Alternatively, you could drop the DB and the role and recreated it:

drop database dssc;
drop role dssc;
create role "dssc" with password 'dssc' login createdb createrole;
create database "dssc" with owner "dssc";

You can test the connectivity by running

kubectl run -it --image=ubuntu ushell --restart=Never --rm -- /bin/bash

root@kshell:/ apt update ; apt install -y postgresql-client
root@kshell:/ psql -h postgresql dssc dssc

Password is dssc.

Password for user dssc:
psql (12.9 (Ubuntu 12.9-0ubuntu0.20.04.1), server 10.17)
Type "help" for help.

dssc=> \l
                                List of databases
  Name    |  Owner   | Encoding |  Collate   |   Ctype    |   Access privileges
-----------+----------+----------+------------+------------+-----------------------
dssc      | dssc     | UTF8     | en_US.utf8 | en_US.utf8 |
postgres  | postgres | UTF8     | en_US.utf8 | en_US.utf8 |
template0 | postgres | UTF8     | en_US.utf8 | en_US.utf8 | =c/postgres          +
          |          |          |            |            | postgres=CTc/postgres
template1 | postgres | UTF8     | en_US.utf8 | en_US.utf8 | =c/postgres          +
          |          |          |            |            | postgres=CTc/postgres
(4 rows)

Deploy Smart Check

Create Overrides.
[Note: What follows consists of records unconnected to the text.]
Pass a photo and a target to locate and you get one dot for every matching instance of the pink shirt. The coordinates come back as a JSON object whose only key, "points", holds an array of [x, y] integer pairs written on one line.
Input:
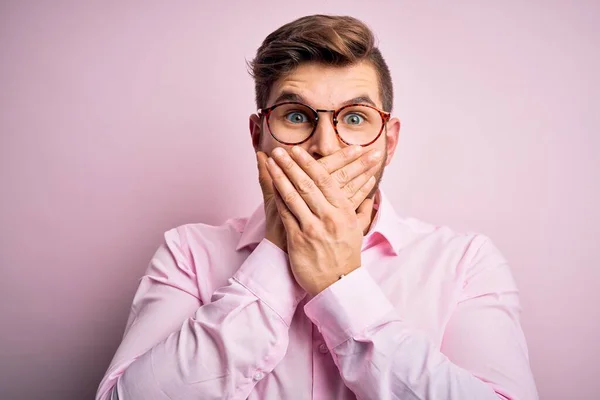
{"points": [[431, 314]]}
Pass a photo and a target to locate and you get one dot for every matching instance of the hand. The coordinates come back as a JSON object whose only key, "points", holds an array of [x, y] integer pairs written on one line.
{"points": [[324, 230], [349, 167]]}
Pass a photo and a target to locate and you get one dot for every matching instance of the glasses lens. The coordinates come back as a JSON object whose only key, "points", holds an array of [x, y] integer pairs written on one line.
{"points": [[291, 123], [359, 124]]}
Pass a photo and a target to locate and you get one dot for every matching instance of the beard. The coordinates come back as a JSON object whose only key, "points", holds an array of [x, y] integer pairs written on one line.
{"points": [[378, 176]]}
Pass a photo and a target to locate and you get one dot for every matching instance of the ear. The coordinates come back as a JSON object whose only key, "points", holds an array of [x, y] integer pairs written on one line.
{"points": [[392, 135], [255, 130]]}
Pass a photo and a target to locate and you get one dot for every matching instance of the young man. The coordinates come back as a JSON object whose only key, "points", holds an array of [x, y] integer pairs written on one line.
{"points": [[324, 292]]}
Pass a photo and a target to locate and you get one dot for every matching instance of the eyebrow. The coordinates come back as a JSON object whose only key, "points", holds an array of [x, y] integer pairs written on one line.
{"points": [[291, 96]]}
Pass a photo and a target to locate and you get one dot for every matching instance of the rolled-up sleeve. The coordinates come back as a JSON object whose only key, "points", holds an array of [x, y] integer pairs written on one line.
{"points": [[381, 356], [176, 347]]}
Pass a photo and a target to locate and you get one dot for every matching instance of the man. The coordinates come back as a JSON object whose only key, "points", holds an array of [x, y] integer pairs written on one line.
{"points": [[324, 292]]}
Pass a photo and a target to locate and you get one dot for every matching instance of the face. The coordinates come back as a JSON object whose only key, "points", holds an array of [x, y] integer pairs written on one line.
{"points": [[327, 87]]}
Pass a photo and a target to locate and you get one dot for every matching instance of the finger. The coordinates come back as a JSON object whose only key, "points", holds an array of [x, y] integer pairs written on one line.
{"points": [[290, 223], [359, 198], [321, 178], [340, 158], [302, 181], [357, 185], [355, 168], [290, 196], [364, 213], [264, 179]]}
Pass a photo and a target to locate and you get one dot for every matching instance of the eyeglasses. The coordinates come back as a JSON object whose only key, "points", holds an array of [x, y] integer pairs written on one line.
{"points": [[294, 123]]}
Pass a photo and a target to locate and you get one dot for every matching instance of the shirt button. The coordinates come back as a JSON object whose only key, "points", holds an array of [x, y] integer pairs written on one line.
{"points": [[258, 376]]}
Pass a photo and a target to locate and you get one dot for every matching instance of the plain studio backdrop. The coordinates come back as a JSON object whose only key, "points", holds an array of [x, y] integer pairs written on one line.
{"points": [[121, 120]]}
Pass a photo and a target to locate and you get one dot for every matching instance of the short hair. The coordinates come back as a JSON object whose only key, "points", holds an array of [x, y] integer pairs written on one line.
{"points": [[326, 39]]}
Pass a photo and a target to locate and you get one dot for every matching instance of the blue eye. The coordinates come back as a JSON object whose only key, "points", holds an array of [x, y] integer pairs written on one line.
{"points": [[353, 119], [297, 117]]}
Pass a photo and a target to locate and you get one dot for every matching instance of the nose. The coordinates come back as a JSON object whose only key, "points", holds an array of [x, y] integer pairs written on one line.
{"points": [[324, 140]]}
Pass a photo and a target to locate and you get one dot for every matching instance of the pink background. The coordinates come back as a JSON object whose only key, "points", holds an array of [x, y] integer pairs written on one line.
{"points": [[119, 121]]}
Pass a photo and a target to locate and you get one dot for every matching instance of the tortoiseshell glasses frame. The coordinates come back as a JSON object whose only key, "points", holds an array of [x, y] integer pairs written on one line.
{"points": [[266, 112]]}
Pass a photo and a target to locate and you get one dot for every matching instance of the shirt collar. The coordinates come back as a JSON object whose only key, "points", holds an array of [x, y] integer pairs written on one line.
{"points": [[386, 223]]}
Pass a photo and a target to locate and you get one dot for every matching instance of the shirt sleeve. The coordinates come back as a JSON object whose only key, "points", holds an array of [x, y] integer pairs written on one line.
{"points": [[176, 347], [380, 356]]}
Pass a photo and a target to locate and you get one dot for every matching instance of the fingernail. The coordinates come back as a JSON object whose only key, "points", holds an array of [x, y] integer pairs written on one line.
{"points": [[375, 155]]}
Change the service type to LoadBalancer if you have a Load Balancer

cat <<EOF > overrides-smartcheck.yml
auth:
  secretSeed: 'just_anything-really_anything'
  userName: 'admin'
  password: 'trendmicro'
persistence:
  enabled: true
service:
  type: NodePort
db:
  host: postgresql
  port: 5432
  user: dssc
  password: dssc
  tls:
    mode: disable
EOF

Install Smart Check

helm install -n smartcheck --values overrides-smartcheck.yml smartcheck https://github.com/deep-security/smartcheck-helm/archive/master.tar.gz

Note: As of Openshift 4.10 there is an issue with NetworkPolicies and Egress. To fix that after the helm install run the following:

Links:

#!/bin/bash
cat <<EOF > networkpolicy-patch.yaml
spec:
  egress:
    - {}
EOF

POLS=$(oc get networkpolicy -o json|jq -r '.items[].metadata.name')
for pol in $POLS; do kubectl patch networkpolicy $pol --patch-file networkpolicy-patch.yaml ;done;

Result

If everything worked correctly you should have a running Smart Check deployment on your cluster.
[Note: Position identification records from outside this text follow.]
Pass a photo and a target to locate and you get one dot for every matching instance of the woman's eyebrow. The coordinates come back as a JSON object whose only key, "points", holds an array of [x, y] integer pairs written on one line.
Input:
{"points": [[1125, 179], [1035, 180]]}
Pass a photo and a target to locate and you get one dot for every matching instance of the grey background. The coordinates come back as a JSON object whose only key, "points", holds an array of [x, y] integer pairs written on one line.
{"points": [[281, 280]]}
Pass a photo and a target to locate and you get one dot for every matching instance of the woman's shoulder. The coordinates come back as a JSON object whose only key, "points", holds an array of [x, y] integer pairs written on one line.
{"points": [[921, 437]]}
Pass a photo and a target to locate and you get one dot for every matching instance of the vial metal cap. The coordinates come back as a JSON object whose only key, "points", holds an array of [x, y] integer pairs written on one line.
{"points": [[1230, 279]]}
In case you're using CodeReady Containers do the following to enable access to Smart Check:

oc create route passthrough --service proxy --hostname smartcheck.testing

Finally, add smartcheck.testing to the line with some other .testing names. Example:

192.168.64.2 smartcheck.testing api.crc.testing console-openshift-console.apps-crc.testing default-route-openshift-image-registry.apps-crc.testing oauth-openshift.apps-crc.testing

Access Smart Check with your browser with https://smartcheck.testing.

Support

This is an Open Source community project. Project contributors may be able to help, depending on their time and availability. Please be specific about what you're trying to do, your system, and steps to reproduce the problem.

For bug reports or feature requests, please open an issue. You are welcome to contribute.

Official support from Trend Micro is not available. Individual contributors may be Trend Micro employees, but are not official support.

Contribute

I do accept contributions from the community. To submit changes:

  1. Fork this repository.
  2. Create a new feature branch.
  3. Make your changes.
  4. Submit a pull request with an explanation of your changes or additions.

I will review and work with you to release the code.